The Vela satellites are no longer in service, but the key technology they carried (bhangmeters, x-ray detectors, and EMP detectors) lives on in the US GPS satellite constellation, which does double duty as its space-based nuclear sentinels.

One last note of historical errata: when looking into unexplained gamma-ray readings produced by the Vela satellites, US scientists discovered gamma-ray bursts, an energetic astronomical phenomenon associated with supernovas and merging binary stars.

Hydroacoustic Monitoring

Undersea explosions don’t have a double flash, because steam and turbulence quickly obscure the central fireball and don’t clear until well after the fireball has subsided. It’s true that radionuclide detection should eventually turn up evidence of any undersea nuclear tests, but it’s still useful to have a more immediate detection mechanism. That’s where hydroacoustic monitoring comes in.

There are actually two types of hydroacoustic monitoring. There’s six stations that use true underwater monitoring with triplets of hydrophones (so that signal direction can be determined via triangulation) which are very sensitive, but also very expensive (as hydrophones must be installed at a depth of approximately one kilometer, where sound transmission is best). There’s also five land based stations, which use seismographs on steeply sloped islands to detect the seismic waves underwater sounds make when they hit land. Land based monitoring is less accurate, but requires little in the way of specialized hardware, making it much cheaper.

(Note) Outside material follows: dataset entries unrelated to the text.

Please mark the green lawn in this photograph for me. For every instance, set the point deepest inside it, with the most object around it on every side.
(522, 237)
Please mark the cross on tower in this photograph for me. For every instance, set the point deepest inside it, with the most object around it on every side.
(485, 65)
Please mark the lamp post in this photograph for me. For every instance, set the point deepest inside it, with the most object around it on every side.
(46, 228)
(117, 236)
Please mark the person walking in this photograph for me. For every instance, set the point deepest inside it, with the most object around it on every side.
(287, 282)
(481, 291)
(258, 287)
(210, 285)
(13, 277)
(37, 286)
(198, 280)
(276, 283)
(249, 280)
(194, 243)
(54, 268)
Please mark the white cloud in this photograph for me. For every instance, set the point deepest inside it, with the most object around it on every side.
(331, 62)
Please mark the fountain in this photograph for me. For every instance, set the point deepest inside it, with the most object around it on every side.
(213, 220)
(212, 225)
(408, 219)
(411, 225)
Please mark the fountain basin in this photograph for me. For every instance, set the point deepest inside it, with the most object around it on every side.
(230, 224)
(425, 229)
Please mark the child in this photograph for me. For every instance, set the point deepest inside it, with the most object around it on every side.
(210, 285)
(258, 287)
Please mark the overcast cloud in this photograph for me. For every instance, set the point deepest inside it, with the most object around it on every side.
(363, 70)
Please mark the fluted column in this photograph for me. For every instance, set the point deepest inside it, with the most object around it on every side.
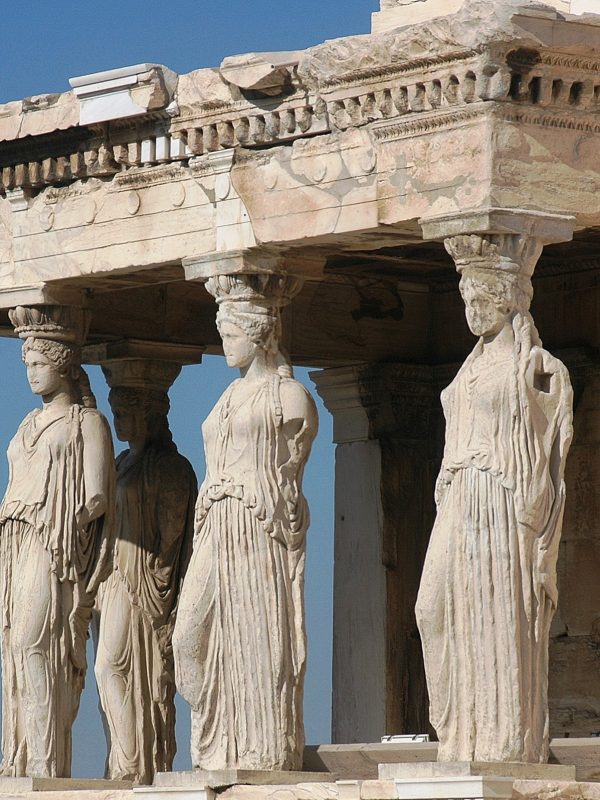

In either case, data is streamed directly to CTBTO headquarters in Vienna, where it is analyzed and forwarded to states that are party to the CTB. At the CTBTO, the signal is split into different channels based on a known library of undersea sounds and explosions are  separated from natural phenomena (like volcanos, tsunamis, and whales) and man-made noises (like gas exploration, commercial shipping, and military drills). Signal processing and analysis – especially of hydrophone data – is a very mature field, so the CTBTO doesn’t lacks for techniques to refine its estimates of events.

Infrasound Monitoring

Infrasound monitoring stations are the last part of the global monitoring system and represent the best way for the CTBTO (rather than national governments with the resources to launch satellites) to detect atmospheric nuclear tests. Infrasound stations try to pick up the very low frequency sound waves created by nuclear explosions – and a host of other things, like volcanos, planes, and mining.

A key consideration with infrasound stations is reducing background noise. For this, being far away from human habitation and blocked from the wind is ideal. Whenever this cannot be accomplished (e.g. there’s very little cover from the wind in Antarctica, where several of the sixty stations are), more infrasound arrays are needed.

The components of the infrasound arrays look very weird.

Specifically, they look like a bunker that tried to eat four Ferris wheels. Each array actually contains three to eight of these monstrosities. From the CTBTO via Wikimedia Commons.

What you see here are a bunch of pipes that all feed through to a central microbarometer, which is what actually measures the infrasound by detecting slight changes in air pressure. This setup filters out a lot of the wind noise and mostly just lets infrasound through.

Like the hydroacoustic monitoring system, data is sent to the CTBTO in real time and analyzed there, presumably drawing on a similar library of recorded nuclear test detonations and employing many of the same signal processing techniques.

Ongoing research into wind noise reduction might eventually make the whole set of stations much more sensitive than it is now. Still, even the current iteration of infrasound monitoring should be enough to detect any nuclear tests in the lower atmosphere.